Vcluster allows running a logical Kubernetes cluster within a physical Kubernetes cluster, without needing cluster-admin permissions to the physical cluster. We heard people quickly making the analogy between virtual clusters and virtual machines. Indeed, virtual machines feel like “the real physical machine” but allow the user to install their own Linux kernel, Linux distribution, have full root access, etc., without stepping on the toes of another user in another virtual machine, nor angering the administrator of the physical machine.
So what about vcluster? Is it “like a real Kubernetes cluster”? Does it allow me to emulate cluster-admin privileges in a tightly RBAC-ed Kubernetes cluster? Can I try out running privileged containers or containers running as root without compromising the security of the whole cluster? Can I try out a platform-level technology, such as a new operator or a new service mesh, without waiting for the busy Kubernetes administrator to make time for it?
We wanted to find out what vcluster really is. Is it – like the fans talk about it – truly a “free but isolated” virtual cluster on top of a physical Kubernetes cluster, similar to how VMs are “free but isolated” on top of a physical machine? Or is it – like the haters call it – glorified Kubernetes namespaces?
Specifically, when running on top of a security-hardened Kubernetes cluster, users expect a virtual cluster to avoid most security restrictions – just like having “root” on a VM. Does vcluster live up to that expectation?
Spoiler alert: Unfortunately, our investigation shows that while you can get better isolation, a virtual cluster cannot break free of restrictions present in the physical cluster. In this article, we share the investigation that led to that conclusion.
What to investigate and why?
We at Elastisys are obsessed with creating a Kubernetes-based platform that meets three conflicting goals: (1) It should maximise developer experience. (2) It should make security and compliance with data protection regulations easy. (3) It should be portable across cloud providers.

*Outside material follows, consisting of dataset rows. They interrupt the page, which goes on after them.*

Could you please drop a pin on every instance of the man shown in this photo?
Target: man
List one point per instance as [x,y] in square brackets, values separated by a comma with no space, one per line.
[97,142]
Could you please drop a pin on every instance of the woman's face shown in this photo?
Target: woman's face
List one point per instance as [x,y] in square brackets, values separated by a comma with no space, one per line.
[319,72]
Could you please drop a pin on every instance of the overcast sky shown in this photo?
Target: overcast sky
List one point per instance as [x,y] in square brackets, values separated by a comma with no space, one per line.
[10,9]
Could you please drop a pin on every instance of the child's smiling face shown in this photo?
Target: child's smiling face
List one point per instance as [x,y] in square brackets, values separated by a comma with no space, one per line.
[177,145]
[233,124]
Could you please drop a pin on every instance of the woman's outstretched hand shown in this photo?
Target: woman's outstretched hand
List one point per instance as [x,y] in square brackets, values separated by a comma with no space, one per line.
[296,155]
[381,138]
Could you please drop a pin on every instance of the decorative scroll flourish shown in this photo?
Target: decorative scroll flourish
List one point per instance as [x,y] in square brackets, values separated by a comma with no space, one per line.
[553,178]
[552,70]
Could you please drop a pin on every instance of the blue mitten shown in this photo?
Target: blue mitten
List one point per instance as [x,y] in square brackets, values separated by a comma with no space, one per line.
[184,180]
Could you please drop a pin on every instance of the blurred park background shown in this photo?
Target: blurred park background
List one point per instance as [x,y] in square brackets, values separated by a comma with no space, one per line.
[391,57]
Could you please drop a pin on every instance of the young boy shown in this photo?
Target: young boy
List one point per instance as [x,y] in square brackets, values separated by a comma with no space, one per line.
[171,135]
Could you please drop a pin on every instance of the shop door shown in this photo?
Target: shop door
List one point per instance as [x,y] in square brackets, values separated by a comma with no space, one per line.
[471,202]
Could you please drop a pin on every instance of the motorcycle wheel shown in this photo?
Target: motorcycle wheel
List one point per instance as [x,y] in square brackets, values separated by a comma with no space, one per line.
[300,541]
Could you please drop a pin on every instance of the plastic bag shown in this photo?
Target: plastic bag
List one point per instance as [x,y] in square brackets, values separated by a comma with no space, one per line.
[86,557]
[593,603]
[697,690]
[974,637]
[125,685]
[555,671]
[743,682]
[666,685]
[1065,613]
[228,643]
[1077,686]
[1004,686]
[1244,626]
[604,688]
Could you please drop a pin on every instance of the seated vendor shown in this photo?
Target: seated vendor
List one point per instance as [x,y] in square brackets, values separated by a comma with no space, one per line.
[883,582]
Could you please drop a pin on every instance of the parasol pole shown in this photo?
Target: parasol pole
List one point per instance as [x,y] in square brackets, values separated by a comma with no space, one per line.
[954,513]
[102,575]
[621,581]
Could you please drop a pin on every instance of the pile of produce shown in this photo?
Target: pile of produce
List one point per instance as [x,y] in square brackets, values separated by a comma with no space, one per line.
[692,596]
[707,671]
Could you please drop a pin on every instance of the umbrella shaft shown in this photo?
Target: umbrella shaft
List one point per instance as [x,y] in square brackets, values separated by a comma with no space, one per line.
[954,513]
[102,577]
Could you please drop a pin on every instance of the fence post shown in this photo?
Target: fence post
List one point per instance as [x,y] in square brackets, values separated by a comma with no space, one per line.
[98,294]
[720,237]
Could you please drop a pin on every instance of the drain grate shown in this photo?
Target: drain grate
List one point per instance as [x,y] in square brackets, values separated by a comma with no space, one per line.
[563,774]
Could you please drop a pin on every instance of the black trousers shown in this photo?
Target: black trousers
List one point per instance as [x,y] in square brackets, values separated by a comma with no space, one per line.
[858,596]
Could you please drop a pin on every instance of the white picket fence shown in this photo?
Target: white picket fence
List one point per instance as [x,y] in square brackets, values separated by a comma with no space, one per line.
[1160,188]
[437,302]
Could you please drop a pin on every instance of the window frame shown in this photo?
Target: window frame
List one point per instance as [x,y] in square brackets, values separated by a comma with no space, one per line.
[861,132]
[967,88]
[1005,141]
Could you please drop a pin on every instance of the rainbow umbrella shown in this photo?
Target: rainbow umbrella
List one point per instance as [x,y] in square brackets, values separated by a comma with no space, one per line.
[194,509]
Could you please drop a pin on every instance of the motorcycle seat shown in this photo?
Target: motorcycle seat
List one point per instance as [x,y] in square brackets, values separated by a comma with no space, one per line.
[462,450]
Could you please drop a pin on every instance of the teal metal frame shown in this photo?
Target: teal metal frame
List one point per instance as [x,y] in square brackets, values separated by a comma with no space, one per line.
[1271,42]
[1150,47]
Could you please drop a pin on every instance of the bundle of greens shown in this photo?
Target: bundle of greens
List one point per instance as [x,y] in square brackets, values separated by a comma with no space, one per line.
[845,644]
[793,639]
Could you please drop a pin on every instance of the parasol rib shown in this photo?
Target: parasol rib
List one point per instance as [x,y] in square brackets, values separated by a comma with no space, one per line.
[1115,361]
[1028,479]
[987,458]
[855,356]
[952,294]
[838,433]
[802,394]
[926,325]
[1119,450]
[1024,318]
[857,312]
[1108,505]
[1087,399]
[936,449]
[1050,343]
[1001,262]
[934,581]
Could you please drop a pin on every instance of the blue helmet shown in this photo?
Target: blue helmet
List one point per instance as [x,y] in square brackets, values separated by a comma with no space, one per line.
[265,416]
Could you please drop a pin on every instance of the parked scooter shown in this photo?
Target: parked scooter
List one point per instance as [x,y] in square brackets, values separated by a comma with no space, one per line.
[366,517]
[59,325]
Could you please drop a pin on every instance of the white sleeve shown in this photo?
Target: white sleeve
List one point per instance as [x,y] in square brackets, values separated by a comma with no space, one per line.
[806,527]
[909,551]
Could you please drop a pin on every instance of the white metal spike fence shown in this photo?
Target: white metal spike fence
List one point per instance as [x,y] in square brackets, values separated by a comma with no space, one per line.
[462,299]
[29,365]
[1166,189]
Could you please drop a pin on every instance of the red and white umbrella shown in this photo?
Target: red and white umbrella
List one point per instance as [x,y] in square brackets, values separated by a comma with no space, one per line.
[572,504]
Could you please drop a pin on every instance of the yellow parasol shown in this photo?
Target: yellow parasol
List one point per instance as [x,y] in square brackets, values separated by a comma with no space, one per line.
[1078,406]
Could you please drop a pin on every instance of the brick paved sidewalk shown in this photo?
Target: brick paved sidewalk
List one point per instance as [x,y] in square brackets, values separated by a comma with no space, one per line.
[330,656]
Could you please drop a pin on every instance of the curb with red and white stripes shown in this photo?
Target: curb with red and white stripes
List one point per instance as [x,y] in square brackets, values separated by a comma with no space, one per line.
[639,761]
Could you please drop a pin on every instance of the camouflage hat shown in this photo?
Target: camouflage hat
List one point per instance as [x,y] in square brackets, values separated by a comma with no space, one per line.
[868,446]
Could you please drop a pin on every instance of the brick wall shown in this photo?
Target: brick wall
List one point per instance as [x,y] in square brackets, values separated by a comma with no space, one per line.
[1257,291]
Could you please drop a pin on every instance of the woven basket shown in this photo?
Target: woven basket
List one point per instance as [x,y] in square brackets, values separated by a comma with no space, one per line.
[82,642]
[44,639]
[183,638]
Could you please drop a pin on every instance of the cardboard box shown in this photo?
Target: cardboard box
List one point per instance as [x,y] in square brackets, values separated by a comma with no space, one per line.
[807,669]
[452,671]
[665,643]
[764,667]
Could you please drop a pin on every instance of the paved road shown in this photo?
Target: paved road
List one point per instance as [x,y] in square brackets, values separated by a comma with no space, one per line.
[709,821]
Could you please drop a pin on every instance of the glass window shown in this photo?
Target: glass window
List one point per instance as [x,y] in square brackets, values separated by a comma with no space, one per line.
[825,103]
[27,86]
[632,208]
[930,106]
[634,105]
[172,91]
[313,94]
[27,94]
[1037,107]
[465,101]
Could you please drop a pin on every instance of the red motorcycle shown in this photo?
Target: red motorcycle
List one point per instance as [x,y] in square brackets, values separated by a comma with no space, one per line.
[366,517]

In a nutshell, we want application developers to get the speed they want, with the security they need.
We generally encounter two types of application developers, let’s call them the “Heroku” developer and the “mystical DevOps wizards”, in reference to a previous article we wrote.
The “Heroku developer” is used to spending a lot of time in their IDE with hot-reloaded code. When they are happy, all they need to do is click on “deploy” and their magic can be used by the application users. Such developers appreciate an opinionated platform and a Golden Path. They want to be 100% focused on features and business code, and do not want to worry about platform concerns. We call them “Heroku developers” to praise the cloud application platform which raised the bar on what a platform obsessed with developer experience should be.
The “mystical DevOps wizards” seem to know everything from low-level C programming on embedded devices to ReactJS frontend development to Kubernetes administration. In contrast to Heroku developers, these developers are eager to find new ways to improve the platform. They are eager to try out the latest service mesh, the latest operator, find out how to tweak log forwarding, etc., which are usually privileged platform operations. And in regulated environments, responsibility needs to be separated: Just as infrastructure administrators cannot hand out “root” credentials on physical servers, platform administrators cannot simply hand out cluster-admin credentials to Kubernetes clusters.
We are often asked whether Vcluster can resolve this tension. So … can it? Can the mythical DevOps wizards simply use Vcluster to try things out in a security-hardened Kubernetes cluster?
The investigation
We went ahead and ran the Vcluster getting started guide against a Welkin v0.19.0 demo environment. Welkin includes the following safeguards by default:
No root, no privileged containers, no hostPath, etc.
Each Pod must have resource requests and limits.
Each Pod must be selected by a NetworkPolicy.
Application developers must negotiate a small set of trusted registries with the administrator.
Application developers have rather limited Kubernetes API access: They can only create namespaced resources in a few pre-configured namespaces and list only a handful of cluster-wide resources.
We believe these choices are sane for any security-hardened Kubernetes distribution.
To try out Vcluster, we set out to install fluentd and WordPress. Fluentd is a log collector which runs as a DaemonSet and requires quite elevated permissions, so as to collect logs from the underlying container runtime, be it containerd or Docker. It is not uncommon for the “mythical DevOps wizards” to want to make concrete suggestions on how to tweak fluentd, for example, to push application audit logs to long-term cold storage, as required in FinTech.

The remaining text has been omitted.